Fungal infections are common problems in the garden, but fungicides are so toxic that they kill the plants as well. However, baking soda can act as a cheap and great anti-fungal spray which can be used on any plant. Mix a tablespoon of baking soda in a gallon of warm water and spray the solution on your plants and the soil around them to prevent mildew and other fungal infections.

-Bury some pennies in your garden

This method will keep your plants and soil safe and healthy, preventing numerous fungal infections. Copper is an excellent fungicide which will leach metal to the soil and destroy fungal spores in the process.

For bug control

-Get rid of aphids with soap and water

These critters can colonize your plants quickly as they multiply far too fast to be exterminated. Thankfully, there is a solution – a bar of soap and some water can definitely clear mild infestations. The oil-cutting formula of soaps will remove the wax coating of the aphids, leaving their soft bodies vulnerable to dehydration. Add 2 tablespoons of soap in a gallon of water and mix well, then spray the infested plants with the solution.

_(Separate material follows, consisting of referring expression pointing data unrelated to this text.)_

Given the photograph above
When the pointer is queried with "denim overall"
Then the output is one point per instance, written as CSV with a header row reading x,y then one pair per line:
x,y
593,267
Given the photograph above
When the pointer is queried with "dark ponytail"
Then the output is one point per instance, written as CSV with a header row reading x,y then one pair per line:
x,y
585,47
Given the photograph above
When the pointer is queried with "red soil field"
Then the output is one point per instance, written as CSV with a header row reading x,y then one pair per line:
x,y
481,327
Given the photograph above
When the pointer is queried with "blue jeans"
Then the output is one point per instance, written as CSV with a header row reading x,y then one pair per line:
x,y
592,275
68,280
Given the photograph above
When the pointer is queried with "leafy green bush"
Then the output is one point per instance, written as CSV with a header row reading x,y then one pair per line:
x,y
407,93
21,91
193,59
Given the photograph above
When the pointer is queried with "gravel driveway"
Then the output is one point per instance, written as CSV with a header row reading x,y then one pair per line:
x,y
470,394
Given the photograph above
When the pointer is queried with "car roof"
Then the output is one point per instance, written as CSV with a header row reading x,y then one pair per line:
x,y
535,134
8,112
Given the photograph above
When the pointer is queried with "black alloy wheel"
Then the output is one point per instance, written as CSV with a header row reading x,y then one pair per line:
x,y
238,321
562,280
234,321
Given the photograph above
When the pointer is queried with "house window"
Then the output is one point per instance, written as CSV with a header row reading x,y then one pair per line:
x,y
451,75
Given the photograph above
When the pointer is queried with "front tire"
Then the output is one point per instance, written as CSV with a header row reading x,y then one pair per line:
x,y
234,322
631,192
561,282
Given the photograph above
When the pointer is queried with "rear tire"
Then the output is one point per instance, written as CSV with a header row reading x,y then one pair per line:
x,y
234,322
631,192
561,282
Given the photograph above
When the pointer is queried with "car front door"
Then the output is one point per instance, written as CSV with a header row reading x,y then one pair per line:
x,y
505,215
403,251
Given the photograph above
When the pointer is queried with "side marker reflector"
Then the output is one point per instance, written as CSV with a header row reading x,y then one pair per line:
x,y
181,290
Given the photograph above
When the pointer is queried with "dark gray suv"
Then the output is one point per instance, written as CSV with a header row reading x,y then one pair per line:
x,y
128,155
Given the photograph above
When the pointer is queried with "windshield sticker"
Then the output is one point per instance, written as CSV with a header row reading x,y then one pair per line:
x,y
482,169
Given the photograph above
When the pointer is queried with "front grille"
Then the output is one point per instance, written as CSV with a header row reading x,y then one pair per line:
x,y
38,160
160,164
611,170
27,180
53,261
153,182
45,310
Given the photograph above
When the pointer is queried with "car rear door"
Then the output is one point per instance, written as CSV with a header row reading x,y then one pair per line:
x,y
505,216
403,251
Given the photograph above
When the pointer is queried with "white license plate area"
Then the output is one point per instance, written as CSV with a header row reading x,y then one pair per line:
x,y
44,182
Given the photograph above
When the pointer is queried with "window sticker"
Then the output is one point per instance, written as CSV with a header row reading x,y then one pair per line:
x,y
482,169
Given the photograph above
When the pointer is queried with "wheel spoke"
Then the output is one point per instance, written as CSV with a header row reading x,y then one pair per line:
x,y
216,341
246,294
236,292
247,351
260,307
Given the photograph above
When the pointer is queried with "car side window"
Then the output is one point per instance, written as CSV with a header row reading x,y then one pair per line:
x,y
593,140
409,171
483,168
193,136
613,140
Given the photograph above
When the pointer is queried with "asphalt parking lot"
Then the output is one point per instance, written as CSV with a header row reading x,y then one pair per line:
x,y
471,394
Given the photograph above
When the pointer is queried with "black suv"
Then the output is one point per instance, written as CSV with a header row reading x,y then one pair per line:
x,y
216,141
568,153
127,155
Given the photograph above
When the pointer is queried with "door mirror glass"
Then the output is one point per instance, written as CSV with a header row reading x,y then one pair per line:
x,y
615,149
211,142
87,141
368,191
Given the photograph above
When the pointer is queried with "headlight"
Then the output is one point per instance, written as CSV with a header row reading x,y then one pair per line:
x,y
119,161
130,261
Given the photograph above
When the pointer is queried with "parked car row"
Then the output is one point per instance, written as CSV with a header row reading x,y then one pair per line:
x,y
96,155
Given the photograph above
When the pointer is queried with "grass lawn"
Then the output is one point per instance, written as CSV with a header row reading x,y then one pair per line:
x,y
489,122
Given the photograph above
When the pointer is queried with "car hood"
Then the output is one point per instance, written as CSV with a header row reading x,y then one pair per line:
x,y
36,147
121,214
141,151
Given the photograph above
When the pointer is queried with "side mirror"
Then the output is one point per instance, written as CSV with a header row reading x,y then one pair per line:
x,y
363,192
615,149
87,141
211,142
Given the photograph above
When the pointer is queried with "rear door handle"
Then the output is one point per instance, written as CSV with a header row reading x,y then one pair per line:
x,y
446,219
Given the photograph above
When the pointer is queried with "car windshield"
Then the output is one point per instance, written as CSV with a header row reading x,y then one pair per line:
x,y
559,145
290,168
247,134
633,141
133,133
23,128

-Let Neem protect your plants from pests

Neem oil extract can keep your plants safe from pests by acting as a repellent and preventive. The oil interrupts their feeding as well as the pests’ developmental process, making them unable to multiply. Add a few drops of detergent to a quart of water and mix it with a teaspoon of Neem oil, then spray the mixture on the foliage and soil. Repeat the process every week for best results.

-Bring in some guests to feed on the pests

An army of pests can devastate your garden, but you can keep their numbers under control with the help of some natural enemies. Ladybug beetles and Lacewings can do the job just fine, and to compliment them, you can grow herbs and plants such as yarrow and mint which they love.

-Control ants with borax and honey

Unless they make anthills and tunnels, ants are not a danger to your garden, but their aphid farms can do a lot of damage. Ants have an interest in the pests which suck plant juices and secrete honeydew, which is why they carry them to tender buds and tips of plants where they can multiply. However, you can control the aphids by controlling the ants.

Make a paste of some borax and honey, then apply it on the infested plants and their stems as well. This way the ants will be dehydrated by the borax, and they might carry some of it home which will destroy their colonies.